The Court then contrasted the text of Rule 10b-5 with that of Section 11 of the Securities Act of 1933. In Section 11(a), Congress imposed liability for a registration statement that “contained an untrue statement of a material fact or omitted to state a material fact required to be stated therein or necessary to make the statements therein not misleading.” 15 U. S. C. §77k(a). Unlike Rule 10b-5, the plain language of Section 11(a) expressly and separately proscribes untrue statements, pure omissions, and misleading half-truths—which the Court found “telling.”
The Court also addressed the oft-quoted maxim from Basic Inc. v. Levinson, 485 U. S. 224, 239, n. 17 (1988), that “[s]ilence, absent a duty to disclose, is not misleading under Rule 10b-5.” The Second Circuit had in fact previously cited that passage to support its rule that silence, in the presence of a duty to disclose, can form the basis of a Rule 10b-5 claim. See, e.g., Stratte-McClure v. Morgan Stanley, 776 F.3d 94, 101 (2d Cir. 2015); In re Time Warner Inc. Sec. Litig., 9 F.3d 259, 267 (2d Cir. 1993). In Macquarie, the Court elaborated on it, noting that "[e]ven a duty to disclose, however, does not automatically render silence misleading under Rule 10b-5(b).”

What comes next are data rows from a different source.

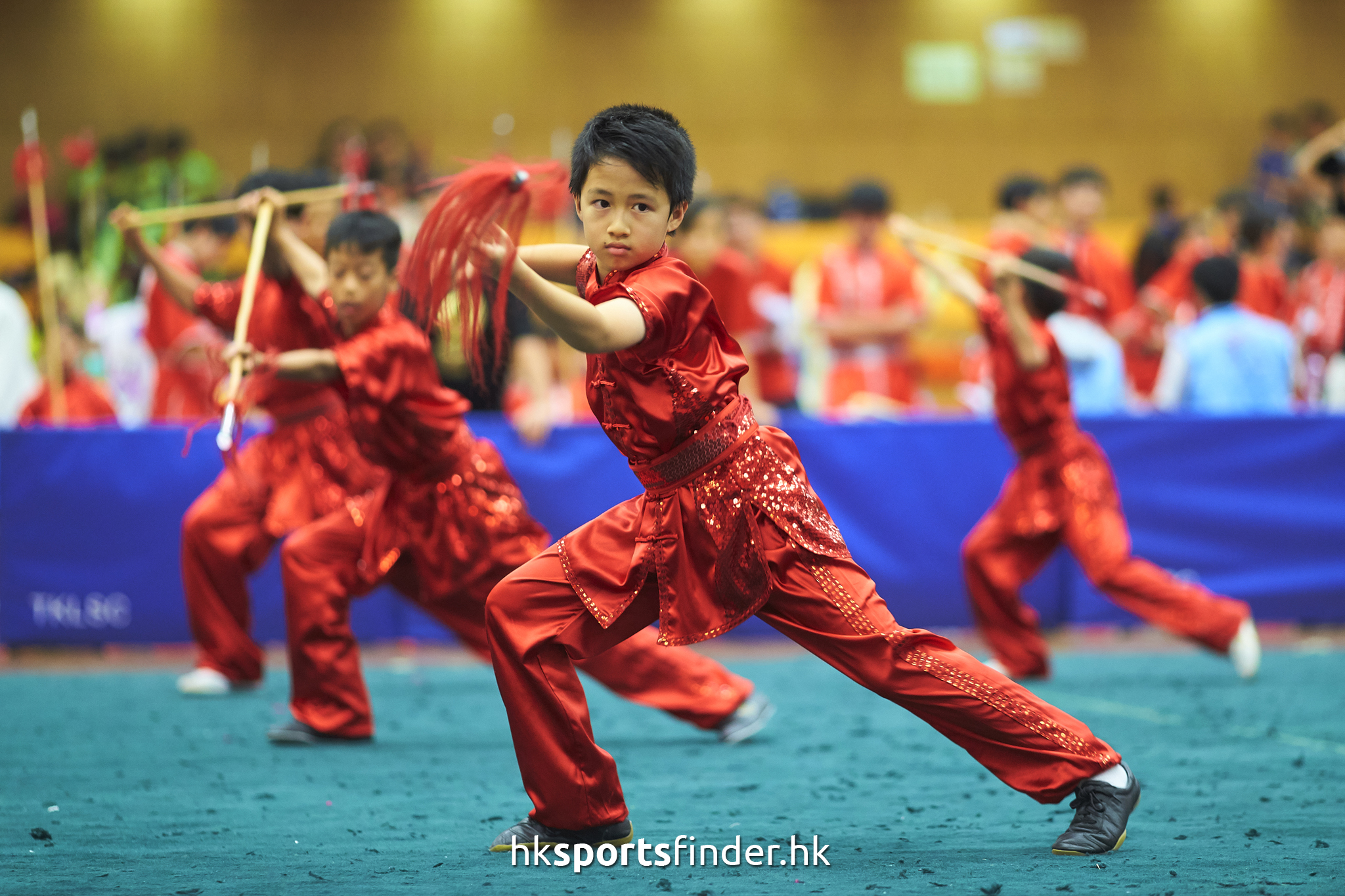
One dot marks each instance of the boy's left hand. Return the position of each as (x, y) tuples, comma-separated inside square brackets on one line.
[(495, 247)]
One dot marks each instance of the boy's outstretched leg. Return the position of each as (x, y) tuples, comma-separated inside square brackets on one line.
[(831, 609), (996, 563), (536, 626)]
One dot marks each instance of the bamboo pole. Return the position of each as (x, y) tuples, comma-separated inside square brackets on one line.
[(231, 206), (261, 232), (904, 227), (42, 258)]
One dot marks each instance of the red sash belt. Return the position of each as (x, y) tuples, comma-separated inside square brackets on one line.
[(713, 442)]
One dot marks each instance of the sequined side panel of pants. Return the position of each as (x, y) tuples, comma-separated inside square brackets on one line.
[(997, 562), (319, 566), (537, 626)]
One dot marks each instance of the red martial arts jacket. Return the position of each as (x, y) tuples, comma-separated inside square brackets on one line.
[(1034, 413), (450, 500), (309, 459), (671, 406)]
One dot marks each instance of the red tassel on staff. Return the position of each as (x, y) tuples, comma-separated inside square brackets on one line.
[(445, 257)]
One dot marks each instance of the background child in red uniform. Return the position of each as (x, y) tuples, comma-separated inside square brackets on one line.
[(186, 347), (87, 400), (728, 526), (1063, 490), (304, 468), (868, 304), (444, 528)]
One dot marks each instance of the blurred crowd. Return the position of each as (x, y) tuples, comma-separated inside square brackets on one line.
[(1228, 308)]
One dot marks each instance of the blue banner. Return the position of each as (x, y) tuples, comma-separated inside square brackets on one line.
[(1252, 508)]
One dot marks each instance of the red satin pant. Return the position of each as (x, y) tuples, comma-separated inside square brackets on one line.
[(223, 542), (539, 628), (320, 570), (997, 562)]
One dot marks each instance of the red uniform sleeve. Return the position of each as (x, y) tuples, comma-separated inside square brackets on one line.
[(826, 286), (381, 364), (663, 296), (218, 303)]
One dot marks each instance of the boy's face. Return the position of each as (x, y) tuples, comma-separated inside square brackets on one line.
[(208, 246), (626, 218), (865, 227), (1331, 242), (313, 223), (1082, 202), (359, 285)]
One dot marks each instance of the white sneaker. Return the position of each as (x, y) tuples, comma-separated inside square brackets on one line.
[(1245, 649), (204, 683)]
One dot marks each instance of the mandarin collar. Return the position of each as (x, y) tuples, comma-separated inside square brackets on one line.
[(618, 276)]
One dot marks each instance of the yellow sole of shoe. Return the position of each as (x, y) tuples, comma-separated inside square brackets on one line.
[(1074, 852), (621, 842)]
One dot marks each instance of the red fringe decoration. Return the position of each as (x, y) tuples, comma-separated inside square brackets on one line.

The Court’s decision is undoubtedly a positive development for defendants in private securities litigation. Pure-omissions theories, whether reliant on Item 303 or another statute or regulation, are no longer viable in Rule 10b-5 cases. Moreover, Macquarie calls into question cases permitting pure-omission claims in other areas of the securities law, e.g., in cases brought under Section 12(a)(2) or Rule 14a-9, where the relevant language likewise focuses on the statements made.
That said, as the opinion itself makes clear, the Court’s ruling has its limits. Most notably, omissions are still actionable under Rule 10b-5 if the omitted fact was necessary to avoid creating a misleading half-truth. In fact, the plaintiff’s counsel in Macquarie itself, following the Supreme Court’s opinion, has been quoted as saying “[t]here is going to be no impact on our case, because the Supreme Court has given us a road map to plead a half-truth, which we have.” Expect plaintiffs’ counsel in other securities fraud actions to make increasing use of misleading half-truth theories—already commonplace—to avoid the Court’s Macquarie ruling. In addition, the Court emphasized that the SEC still has the authority to investigate and prosecute violations of its regulations, including Item 303, and that pure-omission theories are still viable under Section 11(a).